During and after high school Billy Johndrow refereed hockey. Here’s how he remembers that time: “A lot of people know me from refereeing hockey games. I started young. I was about sixteen. There was a referee school in Walpole run by Bruce Hood. He refereed in the NHL. My father introduced me to Bruce and I started studying to become a ref during my junior year in high school. I would bring the rule book with me to high school and study it. It was about the only book I studied that year. I started refereeing youth hockey games first, followed by house league hockey, and then NCAA and AHA games. There was pretty good money to be made refereeing games in those days, especially for a sixteen or seventeen-year-old kid.
“My first game ever, I was doing a house league game in Hingham and the other ref – we used a two-man system for those games – fell and split his head open. I had to ref my first game without him. But the more I refereed, the less I played. It was a way to keep going to rinks, but I began to play less and less. I developed a problem with my back during my late teens. It was some type of hereditary degenerative bone disease. It didn’t prevent me from refereeing, but I could feel my playing days getting further away.
“After high school, I got a job at Hatherly Country Club working for Ralph Roberts, the superintendent. I did that for a few years, then moved on to Cohasset Country Club, Green Harbor Golf Club, Blue Hills, and South Shore Country Club. I ended up getting a certificate from Stockbridge Agricultural School for turf management. I went back to Hatherly for a few more years then Plymouth Country Club for a year and then finally Scituate Country Club. Jack Devine hired me at Scituate in the 1980s to be his right-hand man. I was there until the new owners bought it.
“I continued playing hockey at the Cohasset Winter Garden for several years after high school. I didn’t really stop playing hockey - I actually enjoyed it more as I got older. There was an excellent Sunday morning skate at Cohasset in those days. I played with a bunch of Scituate guys - Mike O’Connell, Dave Silk, Sean Coady, the Cooneys, Jimmy Walsh and Chucky Harrington from Cohasset, and David and Richard Olin. A lot of those Sundays, I had to be to work early at the golf course, get up to Cohasset to play in the 9am skate, and then I refereed a game that afternoon. I continued to referee until I was about thirty-five. I had surgery on my knee and decided that was enough. I couldn’t risk hurting my knee again.”

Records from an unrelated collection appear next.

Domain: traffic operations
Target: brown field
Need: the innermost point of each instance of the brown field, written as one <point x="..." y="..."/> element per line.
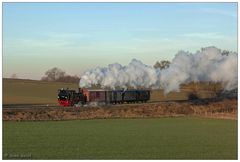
<point x="225" y="109"/>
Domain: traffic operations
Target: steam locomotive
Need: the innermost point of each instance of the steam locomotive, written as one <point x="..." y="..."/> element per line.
<point x="68" y="97"/>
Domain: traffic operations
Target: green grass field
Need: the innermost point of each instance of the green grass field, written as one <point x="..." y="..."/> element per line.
<point x="163" y="138"/>
<point x="20" y="91"/>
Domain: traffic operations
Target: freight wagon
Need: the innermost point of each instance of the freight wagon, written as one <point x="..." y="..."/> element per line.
<point x="84" y="96"/>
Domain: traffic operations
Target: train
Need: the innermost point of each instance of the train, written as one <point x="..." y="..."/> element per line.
<point x="83" y="96"/>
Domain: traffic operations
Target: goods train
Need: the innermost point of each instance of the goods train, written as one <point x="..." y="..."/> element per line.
<point x="68" y="97"/>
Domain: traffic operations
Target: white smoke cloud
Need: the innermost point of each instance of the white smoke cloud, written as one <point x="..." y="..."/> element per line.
<point x="207" y="65"/>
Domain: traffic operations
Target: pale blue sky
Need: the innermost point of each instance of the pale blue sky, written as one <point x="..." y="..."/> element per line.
<point x="79" y="36"/>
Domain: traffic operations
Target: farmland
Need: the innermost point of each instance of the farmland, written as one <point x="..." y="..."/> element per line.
<point x="153" y="130"/>
<point x="162" y="138"/>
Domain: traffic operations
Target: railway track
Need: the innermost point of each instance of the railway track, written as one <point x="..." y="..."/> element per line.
<point x="52" y="106"/>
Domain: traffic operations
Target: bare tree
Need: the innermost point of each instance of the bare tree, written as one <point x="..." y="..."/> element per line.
<point x="14" y="76"/>
<point x="162" y="64"/>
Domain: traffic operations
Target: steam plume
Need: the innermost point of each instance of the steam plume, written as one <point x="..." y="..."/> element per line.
<point x="207" y="65"/>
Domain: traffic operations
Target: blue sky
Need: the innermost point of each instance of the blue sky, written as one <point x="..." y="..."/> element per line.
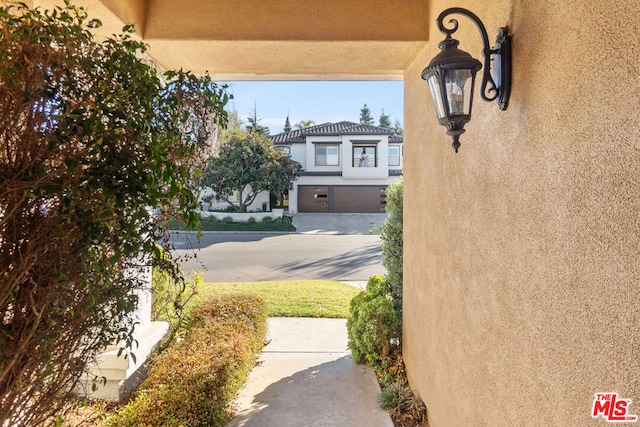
<point x="320" y="101"/>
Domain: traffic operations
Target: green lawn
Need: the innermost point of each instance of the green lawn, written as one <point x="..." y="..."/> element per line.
<point x="294" y="298"/>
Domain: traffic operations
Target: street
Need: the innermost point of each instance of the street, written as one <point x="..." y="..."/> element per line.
<point x="245" y="257"/>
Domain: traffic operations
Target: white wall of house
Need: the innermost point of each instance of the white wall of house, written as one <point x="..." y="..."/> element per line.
<point x="332" y="158"/>
<point x="373" y="163"/>
<point x="260" y="204"/>
<point x="298" y="152"/>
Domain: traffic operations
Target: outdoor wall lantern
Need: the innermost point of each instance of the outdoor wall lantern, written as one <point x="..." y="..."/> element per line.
<point x="451" y="74"/>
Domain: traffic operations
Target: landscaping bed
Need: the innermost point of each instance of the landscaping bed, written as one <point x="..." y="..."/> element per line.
<point x="212" y="223"/>
<point x="194" y="381"/>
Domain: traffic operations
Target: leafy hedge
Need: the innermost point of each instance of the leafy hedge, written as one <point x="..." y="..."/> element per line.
<point x="372" y="323"/>
<point x="194" y="382"/>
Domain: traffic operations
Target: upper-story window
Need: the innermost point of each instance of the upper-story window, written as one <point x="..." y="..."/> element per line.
<point x="364" y="156"/>
<point x="286" y="150"/>
<point x="327" y="155"/>
<point x="394" y="155"/>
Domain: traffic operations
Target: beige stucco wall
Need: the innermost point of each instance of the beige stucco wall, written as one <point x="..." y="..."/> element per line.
<point x="521" y="251"/>
<point x="522" y="273"/>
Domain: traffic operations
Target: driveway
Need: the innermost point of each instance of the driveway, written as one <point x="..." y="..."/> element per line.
<point x="327" y="246"/>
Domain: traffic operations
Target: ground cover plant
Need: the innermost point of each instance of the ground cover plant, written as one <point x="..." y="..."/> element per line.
<point x="96" y="148"/>
<point x="194" y="382"/>
<point x="293" y="298"/>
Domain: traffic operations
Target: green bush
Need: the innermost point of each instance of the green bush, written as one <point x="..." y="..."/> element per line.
<point x="392" y="243"/>
<point x="372" y="323"/>
<point x="194" y="382"/>
<point x="170" y="297"/>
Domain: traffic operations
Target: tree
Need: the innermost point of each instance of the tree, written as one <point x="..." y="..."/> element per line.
<point x="254" y="126"/>
<point x="247" y="165"/>
<point x="397" y="127"/>
<point x="287" y="125"/>
<point x="392" y="243"/>
<point x="385" y="120"/>
<point x="234" y="125"/>
<point x="303" y="124"/>
<point x="365" y="115"/>
<point x="96" y="151"/>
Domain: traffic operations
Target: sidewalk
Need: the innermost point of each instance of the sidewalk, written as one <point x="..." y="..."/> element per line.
<point x="338" y="223"/>
<point x="306" y="377"/>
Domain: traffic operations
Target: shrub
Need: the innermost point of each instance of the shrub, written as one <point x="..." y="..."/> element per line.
<point x="92" y="136"/>
<point x="372" y="323"/>
<point x="170" y="297"/>
<point x="392" y="243"/>
<point x="194" y="382"/>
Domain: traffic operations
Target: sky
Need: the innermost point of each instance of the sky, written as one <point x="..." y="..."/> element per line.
<point x="320" y="101"/>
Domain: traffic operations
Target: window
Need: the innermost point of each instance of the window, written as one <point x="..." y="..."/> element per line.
<point x="286" y="150"/>
<point x="394" y="155"/>
<point x="364" y="156"/>
<point x="327" y="155"/>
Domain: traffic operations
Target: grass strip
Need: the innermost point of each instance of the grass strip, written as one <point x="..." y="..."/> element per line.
<point x="293" y="298"/>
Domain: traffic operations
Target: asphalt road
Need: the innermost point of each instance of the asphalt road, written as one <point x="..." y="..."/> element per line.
<point x="247" y="257"/>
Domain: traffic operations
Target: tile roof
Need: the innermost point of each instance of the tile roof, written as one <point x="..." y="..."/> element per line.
<point x="331" y="129"/>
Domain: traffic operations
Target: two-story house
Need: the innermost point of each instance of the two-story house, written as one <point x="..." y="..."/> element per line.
<point x="346" y="166"/>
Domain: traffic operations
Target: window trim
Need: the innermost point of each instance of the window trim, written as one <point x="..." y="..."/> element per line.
<point x="399" y="156"/>
<point x="326" y="146"/>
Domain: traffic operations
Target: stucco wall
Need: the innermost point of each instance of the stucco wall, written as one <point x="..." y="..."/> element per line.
<point x="522" y="274"/>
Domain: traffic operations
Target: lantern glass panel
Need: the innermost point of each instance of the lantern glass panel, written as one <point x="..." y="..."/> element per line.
<point x="459" y="84"/>
<point x="436" y="93"/>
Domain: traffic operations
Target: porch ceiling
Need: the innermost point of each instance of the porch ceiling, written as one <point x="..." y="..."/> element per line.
<point x="271" y="40"/>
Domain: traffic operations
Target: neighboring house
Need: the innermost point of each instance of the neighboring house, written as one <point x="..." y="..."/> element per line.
<point x="346" y="166"/>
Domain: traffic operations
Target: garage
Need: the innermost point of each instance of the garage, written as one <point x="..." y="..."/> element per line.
<point x="341" y="198"/>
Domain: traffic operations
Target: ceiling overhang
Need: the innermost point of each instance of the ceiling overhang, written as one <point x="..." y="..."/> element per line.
<point x="273" y="40"/>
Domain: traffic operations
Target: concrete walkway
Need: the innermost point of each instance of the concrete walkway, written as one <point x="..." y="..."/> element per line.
<point x="338" y="223"/>
<point x="306" y="377"/>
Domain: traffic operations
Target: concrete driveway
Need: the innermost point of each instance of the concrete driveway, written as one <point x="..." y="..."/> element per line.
<point x="338" y="223"/>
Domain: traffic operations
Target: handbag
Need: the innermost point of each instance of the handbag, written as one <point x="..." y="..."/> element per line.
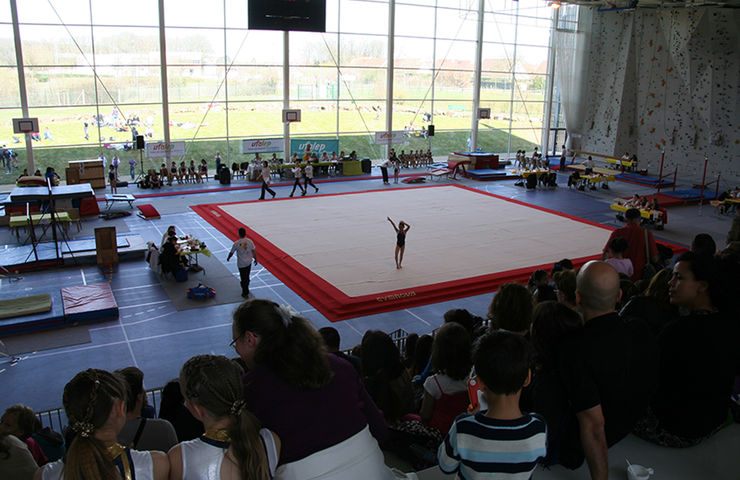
<point x="201" y="292"/>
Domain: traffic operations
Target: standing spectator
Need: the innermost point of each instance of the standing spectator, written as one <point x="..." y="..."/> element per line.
<point x="266" y="179"/>
<point x="297" y="175"/>
<point x="245" y="253"/>
<point x="138" y="432"/>
<point x="308" y="176"/>
<point x="637" y="247"/>
<point x="384" y="170"/>
<point x="112" y="179"/>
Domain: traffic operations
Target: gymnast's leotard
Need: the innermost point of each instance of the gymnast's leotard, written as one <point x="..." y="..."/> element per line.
<point x="401" y="239"/>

Billy Johndrow has great memories and many life-long friendships as a result of playing hockey in Scituate. He is quick to give credit to his father, who encouraged and supported him in every sport he participated in, especially hockey. Billy is also very loyal to his bantam and Scituate High School teammates. He can’t say enough good things about Ed Taylor, a major influence on him as a young man. Sometimes, when you have the right people in your life, you can’t help but succeed. And the more you get to know Billy Johndrow, you’ll realize that’s exactly what he did.